The street protests by the indigenous people of Bolivia that drove President Gonzalo Sanchez de Lozado from office last week have deep historical roots. The same history could bring more unrest in Latin America - and damage US interests - unless officials take action to improve the Indians' status.

Relatively few Spaniards settled in the jungles of southern Mexico and Central America and the mountains of Bolivia, Paraguay, and Peru during the period of Spanish rule from 1492 to the early 1800s. Those that did ran the colonies' politics and economies.

That legacy continues today. Light-skinned people of Spanish descent are generally at the top of the socioeconomic ladder, followed by those of mixed Spanish-Indian ancestry (mestizos). At the bottom are the Indians, who are frequently the peasants and laborers, and who suffer from societal prejudice and discrimination.

The resulting social tensions have erupted in recent decades, fueling uprisings and rebellions from Chiapas in Mexico to the South American Andes. In such conditions, Cuban Communist Fidel Castro and other leftist revolutionaries have found fertile ground for troublemaking.

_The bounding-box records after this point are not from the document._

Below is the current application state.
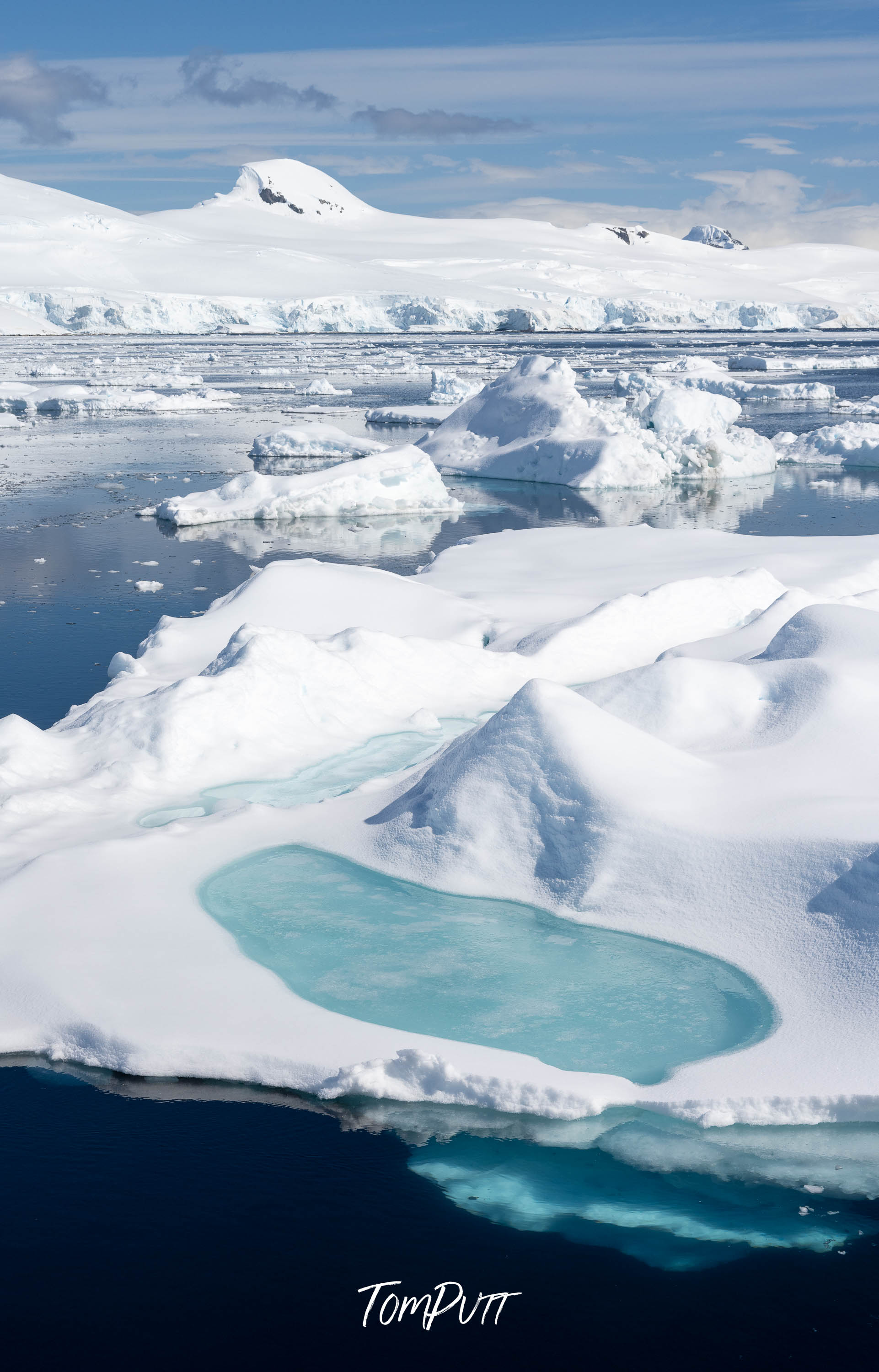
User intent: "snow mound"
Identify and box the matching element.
[428,370,482,405]
[683,224,747,252]
[366,679,703,908]
[418,357,775,490]
[248,423,387,476]
[772,420,879,466]
[156,446,462,525]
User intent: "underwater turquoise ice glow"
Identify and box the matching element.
[194,845,773,1085]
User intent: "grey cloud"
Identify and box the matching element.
[0,54,107,144]
[180,48,339,110]
[353,104,531,141]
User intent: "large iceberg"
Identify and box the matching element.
[418,357,775,490]
[156,445,462,525]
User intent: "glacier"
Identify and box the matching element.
[0,159,879,333]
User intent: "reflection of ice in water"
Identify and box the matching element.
[169,514,458,563]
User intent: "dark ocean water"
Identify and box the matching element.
[0,338,879,1372]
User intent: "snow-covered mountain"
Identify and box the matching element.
[0,159,879,333]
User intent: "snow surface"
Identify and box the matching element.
[418,355,776,490]
[772,420,879,466]
[0,159,879,333]
[0,524,879,1125]
[156,445,462,525]
[248,423,387,476]
[0,381,232,414]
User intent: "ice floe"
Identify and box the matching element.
[0,524,879,1125]
[156,445,462,525]
[248,423,387,476]
[418,355,775,490]
[772,420,879,466]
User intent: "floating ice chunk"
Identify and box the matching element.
[248,424,388,476]
[613,370,836,401]
[418,357,775,490]
[772,420,879,466]
[366,401,445,428]
[650,355,727,376]
[302,376,354,395]
[428,369,482,405]
[156,446,462,525]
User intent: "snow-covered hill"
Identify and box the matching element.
[0,159,879,333]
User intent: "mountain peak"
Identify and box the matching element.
[204,158,370,222]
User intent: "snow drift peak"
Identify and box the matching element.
[207,158,370,221]
[684,224,747,252]
[366,678,703,907]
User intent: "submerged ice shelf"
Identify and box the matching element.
[200,845,773,1085]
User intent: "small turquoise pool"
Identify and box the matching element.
[200,845,773,1085]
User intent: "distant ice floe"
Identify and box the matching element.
[248,423,388,476]
[0,381,237,414]
[772,420,879,466]
[418,355,775,491]
[156,445,462,525]
[613,358,836,403]
[366,399,454,428]
[428,369,482,405]
[728,351,879,372]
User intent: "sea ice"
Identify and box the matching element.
[248,423,388,476]
[0,524,879,1125]
[418,357,775,490]
[156,446,462,525]
[772,420,879,466]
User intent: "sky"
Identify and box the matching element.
[0,0,879,248]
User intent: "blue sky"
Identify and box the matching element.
[0,0,879,247]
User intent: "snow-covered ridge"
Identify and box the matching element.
[0,159,879,333]
[0,530,879,1125]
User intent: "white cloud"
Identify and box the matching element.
[812,158,879,167]
[738,134,798,158]
[448,170,879,248]
[0,54,107,144]
[180,48,339,110]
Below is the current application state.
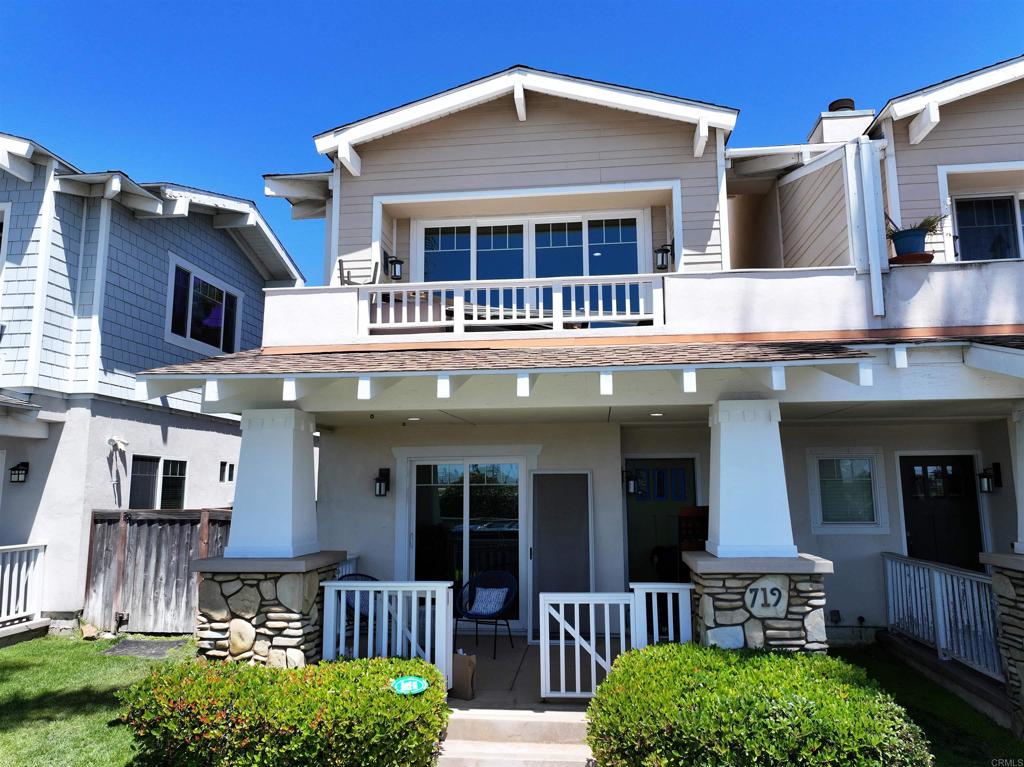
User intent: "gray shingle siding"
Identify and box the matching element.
[0,165,46,385]
[99,203,264,400]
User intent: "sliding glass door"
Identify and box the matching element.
[414,460,524,622]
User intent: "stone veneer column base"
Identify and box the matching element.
[191,552,345,669]
[981,554,1024,738]
[683,552,833,652]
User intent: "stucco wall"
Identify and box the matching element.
[0,397,241,612]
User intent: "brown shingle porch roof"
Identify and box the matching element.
[143,341,869,377]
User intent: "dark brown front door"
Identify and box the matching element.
[899,456,982,570]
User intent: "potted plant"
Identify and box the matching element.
[886,216,945,263]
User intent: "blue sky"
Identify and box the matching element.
[0,0,1024,284]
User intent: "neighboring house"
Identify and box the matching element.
[134,58,1024,712]
[0,134,302,625]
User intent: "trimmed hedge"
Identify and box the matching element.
[119,658,449,767]
[587,644,934,767]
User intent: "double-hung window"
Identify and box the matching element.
[953,196,1024,261]
[807,449,889,535]
[164,255,242,354]
[128,456,187,509]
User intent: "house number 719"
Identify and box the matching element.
[746,586,782,607]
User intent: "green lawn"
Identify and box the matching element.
[0,638,1024,767]
[835,646,1024,767]
[0,637,195,767]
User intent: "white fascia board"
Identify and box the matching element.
[693,118,708,158]
[876,56,1024,122]
[137,354,880,391]
[313,70,736,156]
[964,344,1024,378]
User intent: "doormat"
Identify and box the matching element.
[102,639,188,661]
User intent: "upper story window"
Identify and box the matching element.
[953,196,1024,261]
[128,456,187,509]
[412,211,652,283]
[164,254,242,354]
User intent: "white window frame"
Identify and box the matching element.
[936,160,1024,263]
[807,448,889,536]
[410,208,654,283]
[164,251,245,355]
[124,453,190,511]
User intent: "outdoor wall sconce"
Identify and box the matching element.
[978,463,1002,493]
[654,245,672,271]
[374,469,391,498]
[623,471,637,496]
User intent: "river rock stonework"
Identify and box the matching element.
[981,554,1024,737]
[196,564,337,669]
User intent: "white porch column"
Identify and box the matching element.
[224,409,319,558]
[707,399,797,557]
[1008,404,1024,554]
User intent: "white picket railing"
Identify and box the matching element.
[630,583,693,647]
[358,274,665,335]
[882,553,1004,680]
[0,545,46,627]
[322,581,453,687]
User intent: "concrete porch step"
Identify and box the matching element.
[447,709,587,745]
[437,738,591,767]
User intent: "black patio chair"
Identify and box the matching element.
[455,570,519,657]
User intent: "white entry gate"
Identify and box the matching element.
[539,584,692,698]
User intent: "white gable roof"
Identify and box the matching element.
[313,66,739,175]
[867,55,1024,143]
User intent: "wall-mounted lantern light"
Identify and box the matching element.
[374,469,391,498]
[623,471,637,496]
[654,245,672,271]
[978,463,1002,493]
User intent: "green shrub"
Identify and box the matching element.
[587,644,933,767]
[120,658,449,767]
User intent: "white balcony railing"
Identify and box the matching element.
[322,581,453,687]
[359,274,665,333]
[882,554,1002,679]
[0,545,46,627]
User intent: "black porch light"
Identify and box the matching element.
[623,471,637,496]
[374,468,391,498]
[10,461,29,483]
[654,244,672,271]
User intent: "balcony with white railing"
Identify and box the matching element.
[263,260,1024,347]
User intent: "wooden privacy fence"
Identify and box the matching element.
[83,509,231,634]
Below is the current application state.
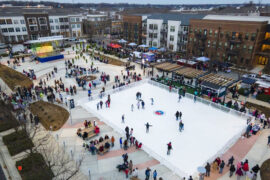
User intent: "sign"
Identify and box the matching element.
[69,99,75,109]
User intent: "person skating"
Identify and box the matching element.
[179,120,184,132]
[227,156,234,167]
[219,160,225,174]
[229,164,235,177]
[145,122,152,133]
[153,170,157,180]
[205,162,211,177]
[122,114,125,123]
[151,98,154,105]
[167,142,172,155]
[175,111,180,121]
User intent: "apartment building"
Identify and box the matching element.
[146,14,205,52]
[0,6,87,43]
[187,15,270,68]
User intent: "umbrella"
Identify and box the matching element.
[118,39,127,43]
[197,167,206,174]
[158,48,166,52]
[128,43,137,46]
[139,44,148,48]
[149,47,157,51]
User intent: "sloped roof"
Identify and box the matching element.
[147,14,205,26]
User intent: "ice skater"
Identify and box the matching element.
[151,98,154,106]
[167,142,172,155]
[142,100,145,109]
[145,122,152,133]
[175,111,180,121]
[137,101,140,109]
[122,114,125,123]
[179,120,184,132]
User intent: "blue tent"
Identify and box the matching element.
[149,47,157,51]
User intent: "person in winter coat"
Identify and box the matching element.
[205,162,211,177]
[219,160,225,174]
[167,142,172,155]
[235,168,244,180]
[243,160,249,174]
[252,164,260,174]
[175,111,179,121]
[229,164,235,177]
[227,156,234,167]
[153,170,157,180]
[111,136,115,147]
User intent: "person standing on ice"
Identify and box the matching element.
[167,142,172,155]
[151,98,154,105]
[175,111,179,121]
[145,122,152,133]
[122,114,125,123]
[142,101,145,109]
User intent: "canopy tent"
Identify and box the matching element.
[118,39,127,44]
[149,47,158,51]
[108,43,122,49]
[128,43,137,46]
[158,48,166,52]
[139,44,148,48]
[196,56,210,62]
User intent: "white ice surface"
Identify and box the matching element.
[83,83,246,175]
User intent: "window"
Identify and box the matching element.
[38,17,47,25]
[8,28,14,32]
[170,26,175,32]
[70,18,75,22]
[6,19,12,24]
[27,18,37,25]
[0,19,6,24]
[2,28,8,33]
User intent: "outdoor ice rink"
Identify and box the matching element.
[83,83,246,176]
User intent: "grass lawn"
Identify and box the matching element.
[260,159,270,180]
[16,153,54,180]
[0,101,19,132]
[3,131,33,156]
[30,101,69,131]
[0,64,33,90]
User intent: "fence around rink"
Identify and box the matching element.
[80,79,254,177]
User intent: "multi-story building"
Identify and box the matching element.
[83,14,112,40]
[123,15,143,44]
[0,6,86,43]
[187,15,270,68]
[146,14,205,52]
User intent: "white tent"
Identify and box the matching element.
[196,56,210,62]
[139,44,148,48]
[118,39,127,43]
[128,43,137,46]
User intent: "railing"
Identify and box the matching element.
[77,79,253,177]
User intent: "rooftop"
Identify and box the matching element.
[148,14,205,25]
[203,15,270,24]
[0,7,85,16]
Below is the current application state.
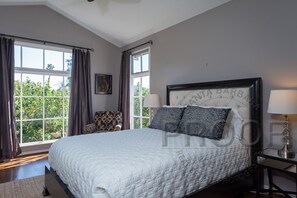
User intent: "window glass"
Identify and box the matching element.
[22,97,43,120]
[142,54,149,71]
[22,120,43,143]
[44,50,63,71]
[130,50,150,129]
[64,53,72,72]
[44,119,63,140]
[44,97,63,118]
[14,74,22,96]
[14,44,72,144]
[22,47,43,69]
[22,73,43,96]
[44,75,64,96]
[133,56,141,73]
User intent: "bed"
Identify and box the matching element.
[44,78,262,198]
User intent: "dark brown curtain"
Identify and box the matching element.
[118,51,131,129]
[0,37,21,161]
[68,49,93,136]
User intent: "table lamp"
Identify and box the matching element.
[143,94,161,120]
[268,90,297,158]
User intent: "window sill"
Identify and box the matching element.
[19,140,56,156]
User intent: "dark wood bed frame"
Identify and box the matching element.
[43,78,263,198]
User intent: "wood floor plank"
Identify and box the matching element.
[0,153,49,183]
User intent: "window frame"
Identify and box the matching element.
[130,47,151,129]
[14,41,72,146]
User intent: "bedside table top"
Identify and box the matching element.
[257,148,297,164]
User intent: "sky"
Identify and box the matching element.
[15,45,72,89]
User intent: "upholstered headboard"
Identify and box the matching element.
[167,78,262,163]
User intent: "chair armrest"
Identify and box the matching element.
[113,124,122,131]
[83,123,97,134]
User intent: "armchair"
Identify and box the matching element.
[83,111,122,134]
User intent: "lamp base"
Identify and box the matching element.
[277,145,295,159]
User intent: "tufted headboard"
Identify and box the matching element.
[167,78,262,162]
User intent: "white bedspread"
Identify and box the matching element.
[49,129,249,198]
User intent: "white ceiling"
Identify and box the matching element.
[0,0,230,47]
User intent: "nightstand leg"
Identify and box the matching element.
[267,168,273,197]
[256,166,261,198]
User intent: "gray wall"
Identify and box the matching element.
[0,6,120,112]
[123,0,297,187]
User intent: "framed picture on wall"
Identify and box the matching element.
[95,74,112,95]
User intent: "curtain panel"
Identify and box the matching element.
[68,49,93,136]
[118,51,131,129]
[0,37,21,161]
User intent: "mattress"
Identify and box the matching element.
[49,128,250,198]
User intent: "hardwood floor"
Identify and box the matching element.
[0,153,284,198]
[0,153,49,183]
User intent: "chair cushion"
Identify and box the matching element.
[94,111,122,131]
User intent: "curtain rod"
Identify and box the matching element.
[0,33,94,52]
[123,40,153,52]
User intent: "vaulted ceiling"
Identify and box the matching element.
[0,0,230,47]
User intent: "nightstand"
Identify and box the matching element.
[257,148,297,197]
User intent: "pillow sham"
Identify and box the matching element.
[179,106,231,140]
[149,107,185,132]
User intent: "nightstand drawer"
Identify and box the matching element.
[258,157,296,172]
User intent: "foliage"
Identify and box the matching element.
[133,82,150,129]
[14,61,72,143]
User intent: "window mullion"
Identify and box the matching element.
[42,50,45,142]
[20,72,23,144]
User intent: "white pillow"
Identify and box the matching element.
[191,105,243,140]
[163,105,187,108]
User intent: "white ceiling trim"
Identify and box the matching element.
[0,0,230,47]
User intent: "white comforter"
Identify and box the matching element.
[49,129,249,198]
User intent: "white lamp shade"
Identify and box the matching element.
[143,94,161,108]
[268,90,297,115]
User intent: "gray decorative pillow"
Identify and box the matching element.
[179,106,231,140]
[149,107,185,132]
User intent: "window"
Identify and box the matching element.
[130,49,150,129]
[14,43,72,145]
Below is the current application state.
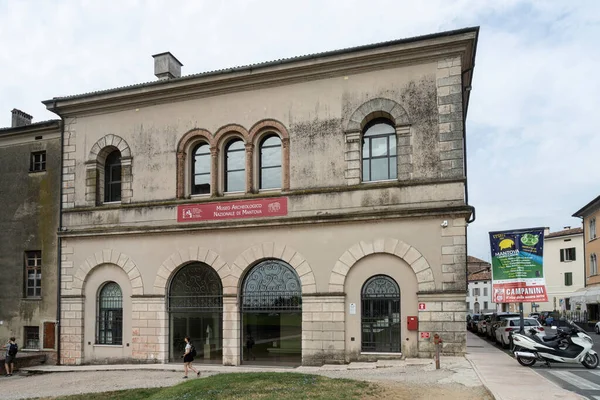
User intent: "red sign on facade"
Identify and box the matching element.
[177,197,287,222]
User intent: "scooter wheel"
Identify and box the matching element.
[517,356,536,367]
[581,353,600,369]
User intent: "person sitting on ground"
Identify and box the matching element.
[183,336,200,379]
[4,336,19,376]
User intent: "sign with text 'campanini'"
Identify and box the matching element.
[490,228,548,303]
[177,197,287,222]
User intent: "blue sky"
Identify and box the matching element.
[0,0,600,259]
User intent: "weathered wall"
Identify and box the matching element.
[65,59,462,206]
[0,132,61,354]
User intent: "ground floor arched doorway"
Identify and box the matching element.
[240,260,302,365]
[168,263,223,364]
[361,275,402,353]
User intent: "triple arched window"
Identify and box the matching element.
[177,126,289,198]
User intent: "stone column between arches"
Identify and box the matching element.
[131,295,169,362]
[60,296,85,365]
[302,293,346,366]
[223,295,241,366]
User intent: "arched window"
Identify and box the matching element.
[361,275,401,353]
[96,282,123,345]
[191,143,210,194]
[225,139,246,192]
[259,135,281,189]
[362,119,398,182]
[104,150,121,203]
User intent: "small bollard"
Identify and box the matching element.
[433,333,442,369]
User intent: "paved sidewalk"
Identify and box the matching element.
[467,332,586,400]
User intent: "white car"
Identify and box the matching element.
[496,317,545,347]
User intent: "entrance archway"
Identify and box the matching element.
[241,260,302,365]
[168,263,223,364]
[361,275,402,353]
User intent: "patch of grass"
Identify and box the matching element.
[44,372,377,400]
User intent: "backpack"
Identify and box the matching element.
[8,343,19,356]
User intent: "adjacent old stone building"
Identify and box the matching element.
[44,28,478,365]
[0,109,61,360]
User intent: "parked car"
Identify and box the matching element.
[538,311,560,326]
[486,312,520,341]
[496,317,545,348]
[467,314,481,333]
[477,313,492,335]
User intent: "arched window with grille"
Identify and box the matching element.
[96,282,123,345]
[191,143,211,194]
[259,135,281,189]
[225,139,246,192]
[361,275,401,353]
[362,118,398,182]
[104,150,121,203]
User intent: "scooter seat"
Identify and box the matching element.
[531,335,560,348]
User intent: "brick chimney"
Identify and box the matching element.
[10,108,33,128]
[152,51,183,80]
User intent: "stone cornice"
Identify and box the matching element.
[43,29,478,117]
[58,205,473,238]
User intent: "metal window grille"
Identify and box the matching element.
[242,260,302,312]
[25,251,42,297]
[169,263,223,312]
[191,143,211,194]
[96,282,123,345]
[362,119,398,182]
[25,326,40,349]
[361,275,401,353]
[258,135,281,189]
[104,150,121,203]
[29,151,46,172]
[225,140,246,192]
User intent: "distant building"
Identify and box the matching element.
[0,109,62,360]
[571,196,600,320]
[526,226,585,311]
[467,256,496,314]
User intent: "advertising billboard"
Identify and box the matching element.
[490,228,548,303]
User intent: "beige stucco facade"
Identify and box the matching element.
[46,29,477,365]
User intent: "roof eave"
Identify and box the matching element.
[42,27,479,115]
[572,196,600,218]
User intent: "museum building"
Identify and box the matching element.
[44,28,479,365]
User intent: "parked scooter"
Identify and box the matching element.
[512,321,599,369]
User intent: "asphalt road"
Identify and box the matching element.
[474,324,600,400]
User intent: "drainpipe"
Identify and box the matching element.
[53,101,65,365]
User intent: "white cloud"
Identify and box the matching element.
[0,0,600,258]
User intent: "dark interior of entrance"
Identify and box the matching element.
[169,263,223,364]
[240,260,302,366]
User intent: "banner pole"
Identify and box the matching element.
[519,302,525,335]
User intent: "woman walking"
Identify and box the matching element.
[183,336,200,379]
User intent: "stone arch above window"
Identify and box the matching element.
[344,98,412,185]
[329,238,435,293]
[177,129,218,199]
[69,249,144,296]
[230,242,317,294]
[212,124,248,195]
[85,134,133,206]
[346,98,410,132]
[249,119,290,191]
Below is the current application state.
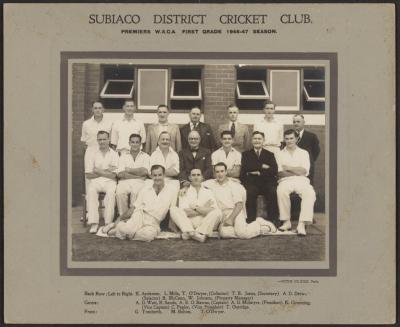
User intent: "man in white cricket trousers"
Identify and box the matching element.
[170,168,222,242]
[103,165,177,242]
[116,134,150,214]
[81,101,112,200]
[85,131,119,233]
[275,129,316,236]
[207,162,276,239]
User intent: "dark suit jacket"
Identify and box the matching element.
[240,149,278,186]
[297,130,320,165]
[179,147,213,181]
[180,122,216,152]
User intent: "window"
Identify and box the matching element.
[100,79,134,99]
[269,69,300,111]
[236,80,269,100]
[171,79,201,100]
[303,67,325,111]
[137,68,168,110]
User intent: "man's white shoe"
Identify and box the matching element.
[297,223,306,236]
[89,224,99,234]
[278,220,292,232]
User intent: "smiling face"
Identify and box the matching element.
[293,116,305,132]
[129,136,141,152]
[97,133,110,150]
[122,101,135,116]
[189,108,201,124]
[214,165,227,183]
[157,107,169,124]
[151,168,164,186]
[189,168,203,186]
[92,102,104,118]
[158,133,171,150]
[228,107,239,122]
[284,133,297,149]
[188,131,200,149]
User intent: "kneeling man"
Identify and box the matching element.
[207,162,276,239]
[103,165,177,242]
[170,168,222,242]
[275,129,316,235]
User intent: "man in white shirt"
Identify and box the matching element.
[254,100,283,153]
[111,99,146,153]
[276,129,316,236]
[211,131,242,181]
[218,104,251,152]
[103,165,177,242]
[207,162,276,239]
[81,101,112,199]
[170,168,222,242]
[85,131,118,233]
[146,104,182,155]
[116,134,150,218]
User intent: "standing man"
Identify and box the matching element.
[179,130,213,187]
[276,129,315,235]
[211,131,242,181]
[103,165,177,242]
[293,114,320,185]
[111,99,146,154]
[170,168,222,243]
[218,105,251,152]
[85,131,118,233]
[240,131,279,224]
[81,101,112,200]
[254,100,283,153]
[116,134,150,214]
[146,104,182,155]
[180,107,216,152]
[207,162,276,239]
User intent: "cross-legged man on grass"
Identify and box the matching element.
[170,168,222,242]
[103,165,177,242]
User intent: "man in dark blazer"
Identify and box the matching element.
[179,131,213,187]
[240,131,279,223]
[180,107,216,152]
[293,114,320,184]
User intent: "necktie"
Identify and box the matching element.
[231,123,236,136]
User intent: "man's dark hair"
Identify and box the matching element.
[150,165,165,174]
[214,161,228,170]
[221,131,233,139]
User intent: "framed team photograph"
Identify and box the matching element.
[60,52,338,275]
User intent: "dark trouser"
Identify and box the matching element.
[244,183,279,223]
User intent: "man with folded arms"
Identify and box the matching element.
[103,165,177,242]
[240,131,279,223]
[116,134,150,214]
[179,131,213,187]
[85,131,118,233]
[170,168,222,242]
[275,129,315,236]
[111,99,146,153]
[207,162,276,239]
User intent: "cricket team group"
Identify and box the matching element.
[81,99,320,242]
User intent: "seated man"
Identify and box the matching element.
[148,132,179,197]
[103,165,177,242]
[85,131,118,233]
[276,129,316,235]
[211,131,242,181]
[179,131,213,187]
[203,162,276,239]
[240,131,279,223]
[116,134,150,214]
[170,168,222,242]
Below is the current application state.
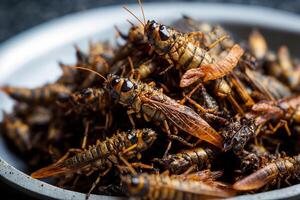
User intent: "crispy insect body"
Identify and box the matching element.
[252,95,300,125]
[31,129,156,178]
[180,44,244,87]
[238,144,276,174]
[0,84,71,104]
[278,46,300,89]
[110,23,149,65]
[121,174,233,200]
[144,20,213,71]
[245,69,292,100]
[106,75,222,148]
[233,154,300,191]
[158,147,216,174]
[70,88,110,114]
[249,30,268,60]
[1,114,32,153]
[215,79,244,114]
[222,118,256,154]
[136,60,156,80]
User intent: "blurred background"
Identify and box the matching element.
[0,0,300,43]
[0,0,300,199]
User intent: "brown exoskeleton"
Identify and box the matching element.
[121,174,233,200]
[222,118,256,155]
[31,129,157,198]
[71,67,223,151]
[248,95,300,135]
[180,44,244,87]
[124,2,234,77]
[0,84,71,104]
[1,113,32,153]
[233,155,300,191]
[106,75,222,147]
[155,147,217,174]
[248,30,268,60]
[69,88,110,114]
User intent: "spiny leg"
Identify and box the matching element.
[119,153,137,175]
[57,148,82,163]
[127,110,135,129]
[207,35,229,50]
[180,82,203,104]
[85,167,111,200]
[159,64,174,75]
[269,119,292,136]
[183,165,197,176]
[81,121,90,149]
[131,162,153,169]
[163,120,195,158]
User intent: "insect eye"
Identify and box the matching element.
[159,25,170,41]
[128,134,138,144]
[121,80,134,92]
[82,88,93,97]
[131,177,139,187]
[142,133,149,141]
[149,20,157,30]
[111,78,120,87]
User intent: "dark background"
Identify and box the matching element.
[0,0,300,199]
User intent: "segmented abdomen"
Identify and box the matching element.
[167,41,213,70]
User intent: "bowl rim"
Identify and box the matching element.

Some 55 percent of Bolivia's population are Indians. The spark for the protests that sent the president into exile was a plan to export Bolivian natural gas to the US. The pipeline would go through Chile, Bolivia's historic rival and the country that seized Bolivia's Pacific seacoast in 1884, a setback Bolivians still wish to reverse.

The Indian population was also upset over a US-backed ban to eradicate coca. For the Indians, coca is a traditional crop. But it's a significant part of their income as well: Most coca is sold for processing into cocaine, which is then smuggled to the international drug market.

The real issue in Bolivia, however, is the ethnic divide that has left most Indians destitute and powerless, while people of European ancestry reap most of the economic benefits and monopolize political control.

New Bolivian President Carlos Mesa Gisbert has appointed two Indian ministers and created a Ministry of Indigenous Affairs. That mirrors small steps of progress in some other Latin American countries. But tensions will persist in Bolivia and elsewhere until those societies find ways to share economic development and political power with citizens of every ethnic background and skin color. The US, which has direct interests in the region, could be far more helpful in moving that process along.